When I demurred, saying that maybe I should wait until  I had all the details worked out, Margaret grew a tad stern, in the manner of a mother whose adolescent son has offered a lame excuse about skipping breakfast.

“What’s the worst that can happen – that you’ll have to reschedule?” she said. “I wouldn’t put it off.”

As I was about to hang up, Margaret suddenly shifted gears.

“I love Newport,” she declared.

I said I was glad to hear that, wondering briefly how she knew that’s where I live, but remembering that it’s The Registry we’re talking about, and our addresses are the least of all of the things “They” know about us.

“We go to Newport all the time,” Margaret continued, adding: “But not this year. This has been an awful year.”

I agreed 2020 has been a terrible year, but not asking her why she thought so. I just assumed that she meant the deaths and disruptions caused by the Covid-19 pandemic. And maybe she also meant the dreadful presidential election campaign, a subject prudently avoided when talking to strangers and certainly those calling into The Registry.

“What do you like about Newport?” I asked.

“Well, we love Brenton Point, and sometimes we go to Fort Adams,” Margaret explained, meaning the two spectacular state parks fronting the Atlantic Ocean and the East Passage of Narragansett Bay.

In previous years, Margaret and her husband – who, truth be told, is something of a cheapskate – liked to browse antiques in showrooms once located in the former Armory building on Thames Street, a waterfront building now being converted into the National Sailing Hall of Fame, a switch Margaret’s not thrilled about.

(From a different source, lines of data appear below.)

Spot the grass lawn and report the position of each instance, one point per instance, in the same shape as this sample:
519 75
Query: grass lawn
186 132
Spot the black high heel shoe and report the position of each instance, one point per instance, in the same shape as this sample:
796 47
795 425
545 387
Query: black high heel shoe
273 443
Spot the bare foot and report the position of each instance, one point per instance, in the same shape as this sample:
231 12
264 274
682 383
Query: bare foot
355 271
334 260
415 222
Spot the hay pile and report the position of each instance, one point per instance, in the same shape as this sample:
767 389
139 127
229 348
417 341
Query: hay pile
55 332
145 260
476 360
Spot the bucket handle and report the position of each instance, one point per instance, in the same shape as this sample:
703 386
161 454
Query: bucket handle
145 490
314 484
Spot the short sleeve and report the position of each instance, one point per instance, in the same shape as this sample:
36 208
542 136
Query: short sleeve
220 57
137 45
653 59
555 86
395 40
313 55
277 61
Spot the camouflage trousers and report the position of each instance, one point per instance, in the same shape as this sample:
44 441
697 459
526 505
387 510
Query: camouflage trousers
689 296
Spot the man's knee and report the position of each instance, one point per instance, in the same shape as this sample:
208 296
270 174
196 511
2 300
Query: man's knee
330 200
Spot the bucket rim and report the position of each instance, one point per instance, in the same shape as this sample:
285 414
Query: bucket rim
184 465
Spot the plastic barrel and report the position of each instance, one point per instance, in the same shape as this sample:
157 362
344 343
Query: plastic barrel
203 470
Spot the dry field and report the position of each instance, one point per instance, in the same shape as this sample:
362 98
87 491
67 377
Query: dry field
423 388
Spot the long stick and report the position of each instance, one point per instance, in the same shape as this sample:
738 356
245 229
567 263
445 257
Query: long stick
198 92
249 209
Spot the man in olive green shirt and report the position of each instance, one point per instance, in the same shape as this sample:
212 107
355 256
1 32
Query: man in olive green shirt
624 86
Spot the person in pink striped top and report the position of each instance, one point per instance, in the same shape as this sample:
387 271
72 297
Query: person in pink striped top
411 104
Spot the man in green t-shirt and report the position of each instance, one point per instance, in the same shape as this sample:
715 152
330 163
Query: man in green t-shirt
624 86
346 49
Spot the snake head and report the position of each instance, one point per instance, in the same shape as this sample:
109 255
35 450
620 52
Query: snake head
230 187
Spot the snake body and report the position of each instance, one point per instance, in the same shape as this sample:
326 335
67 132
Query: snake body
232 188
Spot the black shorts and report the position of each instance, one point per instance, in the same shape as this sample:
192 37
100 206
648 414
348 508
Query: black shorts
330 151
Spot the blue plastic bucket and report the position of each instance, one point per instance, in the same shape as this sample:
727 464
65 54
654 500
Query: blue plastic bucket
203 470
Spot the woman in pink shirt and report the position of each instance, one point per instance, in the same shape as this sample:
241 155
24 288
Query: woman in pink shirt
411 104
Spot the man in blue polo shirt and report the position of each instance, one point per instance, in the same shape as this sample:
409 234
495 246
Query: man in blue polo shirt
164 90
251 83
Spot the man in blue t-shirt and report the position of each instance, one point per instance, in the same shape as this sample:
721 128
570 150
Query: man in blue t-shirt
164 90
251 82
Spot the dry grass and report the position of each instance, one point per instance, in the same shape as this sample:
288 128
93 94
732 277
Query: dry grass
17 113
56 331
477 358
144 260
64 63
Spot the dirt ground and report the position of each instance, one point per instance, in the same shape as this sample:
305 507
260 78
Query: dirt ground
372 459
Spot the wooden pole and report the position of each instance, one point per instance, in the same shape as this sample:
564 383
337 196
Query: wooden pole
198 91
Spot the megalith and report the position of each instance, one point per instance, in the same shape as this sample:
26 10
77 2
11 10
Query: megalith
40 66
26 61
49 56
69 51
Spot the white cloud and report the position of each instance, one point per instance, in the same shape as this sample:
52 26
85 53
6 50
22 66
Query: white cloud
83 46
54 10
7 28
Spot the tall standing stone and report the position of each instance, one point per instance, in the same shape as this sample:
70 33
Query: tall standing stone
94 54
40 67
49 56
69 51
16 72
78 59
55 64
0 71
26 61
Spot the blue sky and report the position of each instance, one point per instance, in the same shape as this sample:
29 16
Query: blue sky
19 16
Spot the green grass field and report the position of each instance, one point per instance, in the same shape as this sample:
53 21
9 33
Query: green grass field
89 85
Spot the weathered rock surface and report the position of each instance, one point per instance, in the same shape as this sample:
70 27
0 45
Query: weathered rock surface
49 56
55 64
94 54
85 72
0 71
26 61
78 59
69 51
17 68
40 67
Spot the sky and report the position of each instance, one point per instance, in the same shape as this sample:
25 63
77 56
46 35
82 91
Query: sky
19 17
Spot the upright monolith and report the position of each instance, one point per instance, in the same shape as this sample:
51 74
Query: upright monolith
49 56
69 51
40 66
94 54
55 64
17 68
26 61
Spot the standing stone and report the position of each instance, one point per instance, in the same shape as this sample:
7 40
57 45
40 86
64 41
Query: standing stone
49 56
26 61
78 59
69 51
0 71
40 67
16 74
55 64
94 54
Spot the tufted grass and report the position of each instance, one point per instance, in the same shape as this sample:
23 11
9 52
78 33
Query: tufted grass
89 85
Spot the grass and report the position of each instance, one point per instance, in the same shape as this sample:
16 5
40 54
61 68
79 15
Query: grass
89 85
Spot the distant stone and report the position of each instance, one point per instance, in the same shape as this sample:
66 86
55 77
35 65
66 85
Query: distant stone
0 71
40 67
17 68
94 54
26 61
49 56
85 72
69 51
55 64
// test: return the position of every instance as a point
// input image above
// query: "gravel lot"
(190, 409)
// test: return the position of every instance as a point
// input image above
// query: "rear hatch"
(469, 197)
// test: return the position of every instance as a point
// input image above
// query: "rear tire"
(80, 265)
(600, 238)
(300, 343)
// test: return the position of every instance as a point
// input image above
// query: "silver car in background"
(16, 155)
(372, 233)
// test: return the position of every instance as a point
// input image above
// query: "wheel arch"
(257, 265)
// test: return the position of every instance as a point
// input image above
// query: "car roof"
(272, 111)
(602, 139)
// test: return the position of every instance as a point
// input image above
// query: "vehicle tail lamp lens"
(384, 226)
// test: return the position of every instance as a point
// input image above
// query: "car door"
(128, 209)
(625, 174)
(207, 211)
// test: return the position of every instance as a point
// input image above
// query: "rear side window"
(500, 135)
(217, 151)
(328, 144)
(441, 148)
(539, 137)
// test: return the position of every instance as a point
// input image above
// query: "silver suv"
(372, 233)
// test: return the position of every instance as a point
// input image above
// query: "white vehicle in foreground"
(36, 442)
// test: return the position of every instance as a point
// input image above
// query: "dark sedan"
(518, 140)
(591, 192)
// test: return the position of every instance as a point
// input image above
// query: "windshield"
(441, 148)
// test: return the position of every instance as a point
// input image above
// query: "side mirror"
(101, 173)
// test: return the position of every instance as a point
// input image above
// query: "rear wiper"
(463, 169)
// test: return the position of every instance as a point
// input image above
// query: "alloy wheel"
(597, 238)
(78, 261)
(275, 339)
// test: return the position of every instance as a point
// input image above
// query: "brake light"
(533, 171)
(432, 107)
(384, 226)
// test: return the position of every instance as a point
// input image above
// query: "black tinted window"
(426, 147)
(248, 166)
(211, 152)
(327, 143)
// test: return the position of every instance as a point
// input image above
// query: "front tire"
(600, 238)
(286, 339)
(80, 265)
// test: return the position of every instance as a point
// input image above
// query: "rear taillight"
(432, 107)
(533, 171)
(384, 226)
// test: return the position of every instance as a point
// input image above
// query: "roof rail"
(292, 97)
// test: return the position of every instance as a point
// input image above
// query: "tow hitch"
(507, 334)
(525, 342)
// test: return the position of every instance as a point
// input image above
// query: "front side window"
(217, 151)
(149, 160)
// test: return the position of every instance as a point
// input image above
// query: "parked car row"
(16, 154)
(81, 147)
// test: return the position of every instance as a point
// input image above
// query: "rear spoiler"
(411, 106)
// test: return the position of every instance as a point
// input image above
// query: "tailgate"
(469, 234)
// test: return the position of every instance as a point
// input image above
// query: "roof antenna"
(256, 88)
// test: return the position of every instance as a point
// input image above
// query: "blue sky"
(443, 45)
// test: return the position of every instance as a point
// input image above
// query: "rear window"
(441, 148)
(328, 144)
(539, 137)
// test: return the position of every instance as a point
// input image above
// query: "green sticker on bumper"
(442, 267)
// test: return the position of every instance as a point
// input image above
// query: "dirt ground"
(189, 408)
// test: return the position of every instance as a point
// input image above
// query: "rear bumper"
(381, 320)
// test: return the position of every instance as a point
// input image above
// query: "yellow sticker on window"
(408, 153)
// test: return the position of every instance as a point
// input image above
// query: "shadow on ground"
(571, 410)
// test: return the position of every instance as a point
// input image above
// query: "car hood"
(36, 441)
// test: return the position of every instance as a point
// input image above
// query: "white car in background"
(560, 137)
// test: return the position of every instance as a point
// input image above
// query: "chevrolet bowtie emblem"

Brenton Point on November 18 | Photo by Brian C. Jones

But Margaret did say that in recent years, she sensed that the place may have had a mold problem, an issue she acknowledged that others may not have noticed. But since her bout with cancer a while back, Margaret’s been especially sensitive to mold, cigarette smoke and other pollutants.

I know, you’re thinking that I should have asked about her illness and congratulated her on her apparent recovery. But I didn’t want to appear too nosy, which itself is something of a test of someone’s Rhode Island bona fides.

Someone like me – not being born in Rhode Island and still learning the ropes after living here only for more than a half-century – might not want to seem to be too inquisitive. On the other hand, a true Rhode Islander might regard not showing concern about a life-threatening illness as being standoffish or worse.

Margaret didn’t seem put off. As our conversation continued, she said that she’s a native and lifelong Rhode Islander, living in a region that  Newporters sometimes refer to as “Upstate.”  She and her husband currently live in a Providence suburb.

Newport’s been a continuing delight for Margaret. One of her early visits was when she was 10. Her father drove her to the Navy base, where he took her picture with a warship in the background. It was something that could be done for free by a family with a limited budget.

Anyway, pilgrimages to Newport are still highlights for Margaret and her husband, whom she loves to pieces regardless of his penny-pinching ways. I never did learn – although I could have and maybe should have – asked how her husband’s thrift expresses itself. Do they avoid the tolls on the Newport-Pell Bridge on their southbound trips, and if so, do they favor the “new” Sakonnet River Bridge or the Mount Hope Bridge, both of which are free and each with its own visual advantages?

“Well, I’ve probably taken too much of your time,” Margaret said, something about which she and The Registry overlords might agree.

I thanked her for her help and wished her well on her next trip to Newport. She reminded me not to procrastinate in scheduling an in-person visit to the Middletown branch.

If I had been up to Margaret’s standards, I also would have thanked her for being who she is – not the kind of person you’d expect to find in a bureaucratic gulag  like The Registry.

Maybe we’ve been wrong about The Registry, at least Rhode Island’s version. Maybe it’s populated not by enhanced Gitmo interrogators bent on trickery and torture, but by personable neighbors, who are pleased both to steer us safely through the paperwork minefields and to remind how lucky we are to live in such a small and magical place.

Either way, Margaret would be – and is – a star.